Begegnung mit dem Tod
Nur rund vier Prozent aller Menschen sterben heute in Hospizen. „Das Ziel kann es ja nicht sein, überall Hospize zu bauen“, so Katharina Ruth. Entwickelt wurde der Letzte-Hilfe-Kurs vom Anästhesisten und Palliativmediziner Dr. Gerhard Bollig, der sich zum Ziel gesetzt hat, jeden Bürger und jede Bürgerin in der Sterbebegleitung zu schulen, ebenso, wie es der Gedanke der Ersten Hilfe ist. Die Letzte-Hilfe-Kurse beim Hospizdienst „Die Pusteblume“ werden kostenfrei angeboten und richten sich an alle Interessierten. In nur drei Stunden wird dort Basiswissen vermittelt. „Einen Menschen im Sterben zu begleiten, ist ja keine Aufgabe für Spezialisten, sondern eine urmenschliche Angelegenheit.“ Dazu gehören Fragestellungen wie: Was braucht ein sterbender Mensch? Was braucht er nicht? Wie gehe ich auf einen sterbenden Menschen zu? Wie gehe ich mit der Situation um? „Was zum Beispiel viele nicht wissen ist, dass Menschen nicht zwingend etwas trinken müssen, wenn sie sterben. Das Nicht-trinken-Wollen ist ein natürlicher Teil des Sterbens. Durch weniger Flüssigkeit werden körpereigene Botenstoffe freigesetzt, die das Sterben leichter machen“, so Ruth. Infusionen würden demnach den Tod nur qualvoll in die Länge ziehen.

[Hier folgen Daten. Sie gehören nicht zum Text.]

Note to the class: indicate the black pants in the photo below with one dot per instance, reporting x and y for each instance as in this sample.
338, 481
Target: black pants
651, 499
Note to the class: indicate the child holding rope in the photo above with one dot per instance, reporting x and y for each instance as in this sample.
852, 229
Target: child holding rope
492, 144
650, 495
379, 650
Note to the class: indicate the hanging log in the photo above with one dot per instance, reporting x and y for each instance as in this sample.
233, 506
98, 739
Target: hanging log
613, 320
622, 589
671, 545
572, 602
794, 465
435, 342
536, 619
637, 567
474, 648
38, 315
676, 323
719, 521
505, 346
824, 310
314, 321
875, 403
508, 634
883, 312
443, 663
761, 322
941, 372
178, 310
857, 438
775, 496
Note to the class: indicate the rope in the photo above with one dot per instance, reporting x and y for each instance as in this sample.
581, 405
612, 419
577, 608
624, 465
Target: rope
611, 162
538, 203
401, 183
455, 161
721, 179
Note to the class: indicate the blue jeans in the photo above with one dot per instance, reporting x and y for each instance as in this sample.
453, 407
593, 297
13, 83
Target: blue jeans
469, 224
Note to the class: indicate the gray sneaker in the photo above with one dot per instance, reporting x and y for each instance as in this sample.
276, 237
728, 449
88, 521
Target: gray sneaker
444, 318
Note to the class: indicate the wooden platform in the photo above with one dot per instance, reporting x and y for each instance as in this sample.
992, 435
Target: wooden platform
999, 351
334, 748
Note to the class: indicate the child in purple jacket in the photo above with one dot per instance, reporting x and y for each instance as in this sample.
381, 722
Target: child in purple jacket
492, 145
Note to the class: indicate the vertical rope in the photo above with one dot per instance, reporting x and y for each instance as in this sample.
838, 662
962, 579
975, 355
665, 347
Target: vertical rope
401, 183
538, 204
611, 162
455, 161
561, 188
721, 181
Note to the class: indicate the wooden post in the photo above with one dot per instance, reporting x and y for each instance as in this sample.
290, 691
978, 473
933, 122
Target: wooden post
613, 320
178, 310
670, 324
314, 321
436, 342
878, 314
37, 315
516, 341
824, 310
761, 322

„Jeder sterbende Mensch, ob nun durch eine unheilbare Krankheit oder einfach altersbedingt, soll das bekommen, was er braucht.“
Der Kurs ist in vier große Themenbereiche eingeteilt. Einen allgemeinen, einführenden Teil, einen rechtlichen Teil, einen praktischen Teil und um das Thema Abschied nehmen. Gerade beim letzten Punkt gebe es große Wissenslücken, so Ruth. „Das Begreifen des Todes tut unserer Seele gut.“ Und schließlich sei dieser Abschied ein absoluter, was man währenddessen versäumt, ist unwiederbringlich weg.
Auch der allgemeine Umgang zum Beispiel gegenüber Kindern sollte zumindest überdacht werden. Bis vor einigen Jahren galt es als Unsitte, Kinder mit auf eine Beerdigung zu nehmen, weil man sie schützen wollte. Damit nimmt man ihnen allerdings auch die Möglichkeit zum Abschied, findet Katharina Ruth.
Sorgende Gemeinschaft
Die Erkenntnis, dass wir neue Konzepte des menschlichen Umgangs brauchen, setzt sich auch in Deutschland immer mehr durch. Zu sehen ist das an zahlreichen, meist ehrenamtlichen Projekten und Zusammenschlüssen. Eine Entwicklung, die in anderen Ländern teilweise schon ein Stück weiter ist. In Großbritannien gibt es beispielsweise den Ansatz der Caring Communities, also der sorgenden Gemeinschaft. „Da wird überlegt, wie man mit alten Menschen umgeht. Oder wie man Menschen mit Demenz ein Leben in den eigenen vier Wänden ermöglicht“, schildert Ruth.
Es gehe letztlich nicht darum, irgendetwas überzustülpen, sondern Angebote zu schaffen und Räume zu öffnen. Schließlich habe jeder Mensch andere Bedürfnisse, die es zu respektieren gilt. Dennoch: „Wir sind ja alle soziale Wesen“, so Katharina Ruth. Recht hat sie. Im kommenden Jahr feiert „Die Pusteblume“ ihr zwanzigjähriges Jubiläum.